This and that for your Thursday reading.
- Sarah Johnson reports on Unicef's warning that children will face far more extreme heatwaves and other dangerous weather events in the decades to come. And George Monbiot writes that the "solutions" being relied upon to respond to the climate crisis are rarely any more plausible than the spin of the most stubborn head-in-the-sand denialists.
- Ben Stockton and Hajar Medah expose how McKinsey & Company has been working on keeping people hooked on fossil fuels. Amy Westervelt and Royce Kurmelovs examine how fossil fuel giants have always been preventing COP conferences from achieving any meaningful progress - even if they're far more brazen about controlling the agenda now.
- Graham Thomson discusses the obvious dangers of putting a partisan operative and fossil fuel zealot in charge of Albertans' retirement savings. But Angela Amato reports on the gap between the CPP's net-zero promises and its choice to invest in dirty energy.

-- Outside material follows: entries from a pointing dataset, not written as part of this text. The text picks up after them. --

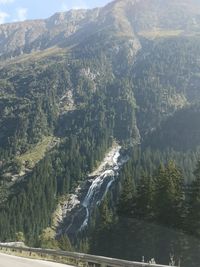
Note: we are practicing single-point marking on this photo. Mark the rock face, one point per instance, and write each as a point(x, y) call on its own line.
point(75, 213)
point(125, 17)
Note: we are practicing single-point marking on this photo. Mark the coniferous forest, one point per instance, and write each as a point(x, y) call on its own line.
point(85, 83)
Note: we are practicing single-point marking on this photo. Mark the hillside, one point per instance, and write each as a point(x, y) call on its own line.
point(93, 100)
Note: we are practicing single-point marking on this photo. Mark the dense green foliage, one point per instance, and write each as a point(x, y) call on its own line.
point(156, 217)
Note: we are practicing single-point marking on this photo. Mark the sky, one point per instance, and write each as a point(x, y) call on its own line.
point(20, 10)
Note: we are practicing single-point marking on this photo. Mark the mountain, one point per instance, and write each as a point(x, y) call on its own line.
point(92, 101)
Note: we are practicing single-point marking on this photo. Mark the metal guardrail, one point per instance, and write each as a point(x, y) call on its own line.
point(89, 260)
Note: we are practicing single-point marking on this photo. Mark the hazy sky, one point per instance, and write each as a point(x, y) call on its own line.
point(19, 10)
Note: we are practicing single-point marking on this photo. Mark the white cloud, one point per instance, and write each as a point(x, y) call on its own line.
point(22, 14)
point(77, 4)
point(6, 1)
point(3, 17)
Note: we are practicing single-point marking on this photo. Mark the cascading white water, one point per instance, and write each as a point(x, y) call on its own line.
point(75, 213)
point(107, 171)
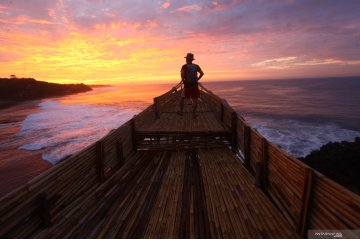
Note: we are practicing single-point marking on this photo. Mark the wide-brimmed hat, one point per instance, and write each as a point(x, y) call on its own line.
point(190, 56)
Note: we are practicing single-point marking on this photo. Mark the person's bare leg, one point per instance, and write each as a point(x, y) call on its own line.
point(181, 106)
point(195, 102)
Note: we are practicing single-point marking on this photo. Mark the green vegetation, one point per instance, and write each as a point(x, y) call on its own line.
point(21, 89)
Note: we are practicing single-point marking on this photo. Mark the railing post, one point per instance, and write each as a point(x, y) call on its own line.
point(265, 159)
point(120, 153)
point(247, 148)
point(156, 108)
point(306, 200)
point(222, 112)
point(44, 209)
point(100, 161)
point(234, 131)
point(259, 175)
point(133, 134)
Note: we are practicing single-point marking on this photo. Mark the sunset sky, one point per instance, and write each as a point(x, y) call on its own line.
point(118, 41)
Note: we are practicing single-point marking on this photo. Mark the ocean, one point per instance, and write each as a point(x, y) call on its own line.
point(299, 115)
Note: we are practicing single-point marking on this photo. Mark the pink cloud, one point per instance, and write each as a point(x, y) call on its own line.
point(188, 8)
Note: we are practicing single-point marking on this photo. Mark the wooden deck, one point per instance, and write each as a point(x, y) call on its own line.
point(161, 175)
point(184, 194)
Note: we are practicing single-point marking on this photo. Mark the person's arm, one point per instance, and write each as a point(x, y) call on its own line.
point(201, 73)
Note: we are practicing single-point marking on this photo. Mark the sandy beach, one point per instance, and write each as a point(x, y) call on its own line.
point(17, 166)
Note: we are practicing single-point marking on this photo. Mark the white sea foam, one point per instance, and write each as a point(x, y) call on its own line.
point(62, 129)
point(300, 138)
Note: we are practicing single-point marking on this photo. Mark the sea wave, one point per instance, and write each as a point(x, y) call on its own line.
point(63, 129)
point(300, 138)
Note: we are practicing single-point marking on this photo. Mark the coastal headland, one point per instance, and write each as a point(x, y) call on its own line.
point(15, 90)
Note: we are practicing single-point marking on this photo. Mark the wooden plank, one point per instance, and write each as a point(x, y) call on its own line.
point(234, 142)
point(100, 161)
point(44, 209)
point(247, 146)
point(305, 208)
point(156, 108)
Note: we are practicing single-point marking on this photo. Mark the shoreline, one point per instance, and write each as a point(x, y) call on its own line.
point(6, 104)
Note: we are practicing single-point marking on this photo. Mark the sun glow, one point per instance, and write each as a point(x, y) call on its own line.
point(135, 41)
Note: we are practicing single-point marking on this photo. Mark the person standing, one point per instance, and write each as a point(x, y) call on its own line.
point(190, 78)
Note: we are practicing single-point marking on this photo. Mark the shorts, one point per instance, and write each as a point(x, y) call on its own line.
point(191, 91)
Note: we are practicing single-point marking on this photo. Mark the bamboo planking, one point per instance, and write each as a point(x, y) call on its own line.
point(178, 194)
point(333, 207)
point(172, 122)
point(256, 148)
point(286, 183)
point(239, 208)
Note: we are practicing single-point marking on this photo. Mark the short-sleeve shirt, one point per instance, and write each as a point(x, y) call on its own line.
point(190, 73)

- Jon Milton examines the background to the CUPW postal strike - and particularly the difference in goals between workers committed to public service, and an employer determined to do less in order to claim false economies.
- Finally, The Disabled Ginger points out how a refusal to mask in health-care settings further endangers vulnerable patients. Heidi Ledford examines the rise of bird-flu infections in humans which are being largely ignored as a matter of public policy. And Lisa Schnirring reports that anti-vaxxers have managed to cause an outbreak of polio in Warsaw.